Началось-то с того, что хотели овладеть иностранной техникой и в широком смысле — иностранными жизненными навыками, а вышло — непредвиденное.

БАЦИЛЛА НИЗКОПОКЛОНСТВА

Пётр заразил наш народный организм бациллой низкопоклонства, привил нам комплекс национальной неполноценности по отношению к учителям и светочам — к Западу. 

Наверное, царь-реформатор, как говорится, «не то имел в виду»: он хотел сделать быстрый рывок в развитии, сровняться, подтянуться.

Но получилось как раз то — комплекс неполноценности и даже смутной вины за свою непохожесть. 

Эта бацилла с тех пор живёт в нашем народном организме, вызывая хроническое вялотекущее низкопоклонство, которое временами обостряется. Периоды обострения, как и при всех хронических заболеваниях, приходятся на моменты слабости и упадка духа. А в моменты силы и славы возникает обратная тенденция — вроде послевоенной «борьбы с космополитизмом и низкопоклонством».

Вы скажете: много ли было тех дворян, говорящих и мыслящих по-французски? 

Много их было или мало, но неприятность состоит в том, что это был наш руководящий класс. 

Именно он должен был, как всякий руководящий класс, организовать и возглавить народный труд, вдохнуть в него смысл и толк. 

Для этого он должен был знать и понимать те условия, в которых выпало ему жить и работать.
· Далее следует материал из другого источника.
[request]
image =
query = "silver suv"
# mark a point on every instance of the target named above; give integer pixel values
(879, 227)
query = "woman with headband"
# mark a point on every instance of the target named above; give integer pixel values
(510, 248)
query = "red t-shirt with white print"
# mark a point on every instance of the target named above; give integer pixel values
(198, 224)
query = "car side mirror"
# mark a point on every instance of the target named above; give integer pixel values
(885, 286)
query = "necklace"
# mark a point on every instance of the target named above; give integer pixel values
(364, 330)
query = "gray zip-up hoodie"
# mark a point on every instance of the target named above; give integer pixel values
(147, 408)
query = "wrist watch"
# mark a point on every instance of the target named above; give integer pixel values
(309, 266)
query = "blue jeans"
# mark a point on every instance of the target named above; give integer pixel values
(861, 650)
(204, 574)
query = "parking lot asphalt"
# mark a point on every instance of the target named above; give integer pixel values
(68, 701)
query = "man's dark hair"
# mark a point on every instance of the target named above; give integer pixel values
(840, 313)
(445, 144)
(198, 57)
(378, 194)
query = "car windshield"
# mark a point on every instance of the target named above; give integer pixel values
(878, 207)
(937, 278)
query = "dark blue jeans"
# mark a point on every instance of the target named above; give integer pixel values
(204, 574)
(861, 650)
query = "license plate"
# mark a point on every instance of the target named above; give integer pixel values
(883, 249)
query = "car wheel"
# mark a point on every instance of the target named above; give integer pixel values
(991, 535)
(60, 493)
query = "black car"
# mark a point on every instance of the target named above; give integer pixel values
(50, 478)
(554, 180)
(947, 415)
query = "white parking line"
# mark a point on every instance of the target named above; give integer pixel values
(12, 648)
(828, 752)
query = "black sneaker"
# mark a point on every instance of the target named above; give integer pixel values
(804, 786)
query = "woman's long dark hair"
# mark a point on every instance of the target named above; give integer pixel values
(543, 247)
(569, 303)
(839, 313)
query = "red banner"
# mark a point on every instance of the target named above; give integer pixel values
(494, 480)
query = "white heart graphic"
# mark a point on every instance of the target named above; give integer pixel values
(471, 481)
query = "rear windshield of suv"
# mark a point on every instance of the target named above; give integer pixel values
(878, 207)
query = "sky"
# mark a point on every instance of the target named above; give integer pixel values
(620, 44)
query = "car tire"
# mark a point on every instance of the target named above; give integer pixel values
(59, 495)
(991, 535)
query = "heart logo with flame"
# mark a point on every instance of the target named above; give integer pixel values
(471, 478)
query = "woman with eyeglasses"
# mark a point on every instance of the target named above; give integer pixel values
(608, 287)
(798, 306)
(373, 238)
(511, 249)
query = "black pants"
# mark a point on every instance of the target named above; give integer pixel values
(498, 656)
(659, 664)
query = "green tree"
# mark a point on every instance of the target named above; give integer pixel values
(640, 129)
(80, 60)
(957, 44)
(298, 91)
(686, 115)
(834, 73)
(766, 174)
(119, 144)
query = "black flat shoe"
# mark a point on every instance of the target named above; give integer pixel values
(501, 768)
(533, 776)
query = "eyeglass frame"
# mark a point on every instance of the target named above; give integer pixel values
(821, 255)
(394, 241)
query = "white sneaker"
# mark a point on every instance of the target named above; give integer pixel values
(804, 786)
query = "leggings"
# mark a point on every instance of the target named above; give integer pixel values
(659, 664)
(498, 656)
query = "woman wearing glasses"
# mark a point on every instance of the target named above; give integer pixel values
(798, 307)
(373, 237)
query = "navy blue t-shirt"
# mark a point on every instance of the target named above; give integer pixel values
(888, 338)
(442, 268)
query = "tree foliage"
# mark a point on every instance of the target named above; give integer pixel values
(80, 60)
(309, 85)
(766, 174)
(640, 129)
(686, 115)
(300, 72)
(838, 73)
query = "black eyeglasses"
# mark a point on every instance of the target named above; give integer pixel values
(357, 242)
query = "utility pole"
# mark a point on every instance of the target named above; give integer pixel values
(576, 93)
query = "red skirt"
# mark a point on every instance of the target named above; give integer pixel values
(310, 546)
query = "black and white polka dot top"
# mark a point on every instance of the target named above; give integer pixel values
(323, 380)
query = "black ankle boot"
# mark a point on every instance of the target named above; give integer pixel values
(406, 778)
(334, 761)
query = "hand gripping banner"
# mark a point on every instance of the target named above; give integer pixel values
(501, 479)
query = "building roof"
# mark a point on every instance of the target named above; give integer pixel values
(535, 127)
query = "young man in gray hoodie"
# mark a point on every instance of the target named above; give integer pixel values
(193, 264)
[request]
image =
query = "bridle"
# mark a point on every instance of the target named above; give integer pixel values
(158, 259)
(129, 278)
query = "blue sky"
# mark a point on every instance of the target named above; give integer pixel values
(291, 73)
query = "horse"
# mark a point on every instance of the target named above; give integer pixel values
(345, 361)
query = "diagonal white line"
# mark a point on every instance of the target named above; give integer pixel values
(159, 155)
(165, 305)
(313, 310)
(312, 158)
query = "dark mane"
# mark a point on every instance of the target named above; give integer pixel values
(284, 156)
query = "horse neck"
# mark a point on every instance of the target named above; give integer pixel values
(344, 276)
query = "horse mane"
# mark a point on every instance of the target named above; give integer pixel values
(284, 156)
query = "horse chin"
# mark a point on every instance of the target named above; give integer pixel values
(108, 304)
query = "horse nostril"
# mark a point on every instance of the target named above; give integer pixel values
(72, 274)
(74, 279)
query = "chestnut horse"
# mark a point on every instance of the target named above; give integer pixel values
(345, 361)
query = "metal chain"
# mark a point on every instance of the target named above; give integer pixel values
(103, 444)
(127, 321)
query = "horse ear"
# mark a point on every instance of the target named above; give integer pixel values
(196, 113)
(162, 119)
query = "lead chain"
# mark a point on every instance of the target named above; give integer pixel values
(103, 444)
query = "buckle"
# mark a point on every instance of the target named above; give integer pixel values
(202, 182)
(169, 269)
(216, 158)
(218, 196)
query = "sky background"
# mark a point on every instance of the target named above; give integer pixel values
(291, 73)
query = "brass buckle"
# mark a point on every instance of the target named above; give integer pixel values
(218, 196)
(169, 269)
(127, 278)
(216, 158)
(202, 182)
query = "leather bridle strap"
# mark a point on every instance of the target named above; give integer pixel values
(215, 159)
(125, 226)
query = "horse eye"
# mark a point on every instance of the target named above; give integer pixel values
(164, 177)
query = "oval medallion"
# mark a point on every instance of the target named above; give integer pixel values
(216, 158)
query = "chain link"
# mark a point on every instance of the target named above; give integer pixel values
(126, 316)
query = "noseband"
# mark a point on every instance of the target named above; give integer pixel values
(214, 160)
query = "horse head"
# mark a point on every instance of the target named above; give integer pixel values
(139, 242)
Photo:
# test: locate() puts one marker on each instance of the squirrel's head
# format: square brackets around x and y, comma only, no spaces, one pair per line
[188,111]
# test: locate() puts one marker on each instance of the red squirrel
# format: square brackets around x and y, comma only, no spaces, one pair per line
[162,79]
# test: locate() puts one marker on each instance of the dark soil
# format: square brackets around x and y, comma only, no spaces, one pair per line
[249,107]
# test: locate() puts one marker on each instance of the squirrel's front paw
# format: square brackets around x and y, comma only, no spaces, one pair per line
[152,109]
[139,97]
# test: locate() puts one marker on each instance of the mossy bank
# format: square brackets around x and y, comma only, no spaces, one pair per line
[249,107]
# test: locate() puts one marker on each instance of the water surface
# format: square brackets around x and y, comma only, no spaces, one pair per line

Он должен был понимать свой народ, его свойства, чтобы управлять им умно и производительно. 

Для этого, прежде всего, надо быть частью этого народа, а это лучше всего достигается в общем труде. 

Англия стала мировой империей во многом благодаря своему инициативному, трудовому дворянству. (На этом месте кто-нибудь непременно вспомнит об эксплуатации заморских колоний. Это так, но умно и результативно эксплуатировать — это тоже большой труд и умение)

А наш барин, воспитанный на западный лад, говорящий и думающий по-французски, жил с головой, повёрнутой на запад. А имения свои отдавал немцу-управляющему. К руководству производительными силами страны руководящий класс оказался не приспособлен.

ЛИШНИЕ ЛЮДИ

Об этом — замечательная статья Ключевского «Евгений Онегин и его предки», написанная по поводу столетия со дня рождения Пушкина.

Вот что он писал о воспитанном по-иностранному руководящем классе.

«Усвоенные им манеры, привычки, симпатии, понятия, самый язык — все было чужое, привозное, все влекло его в заграничную даль, а дома у него не было живой органической связи с окружающим, не было никакого житейского дела, которое он считал бы серьёзным. 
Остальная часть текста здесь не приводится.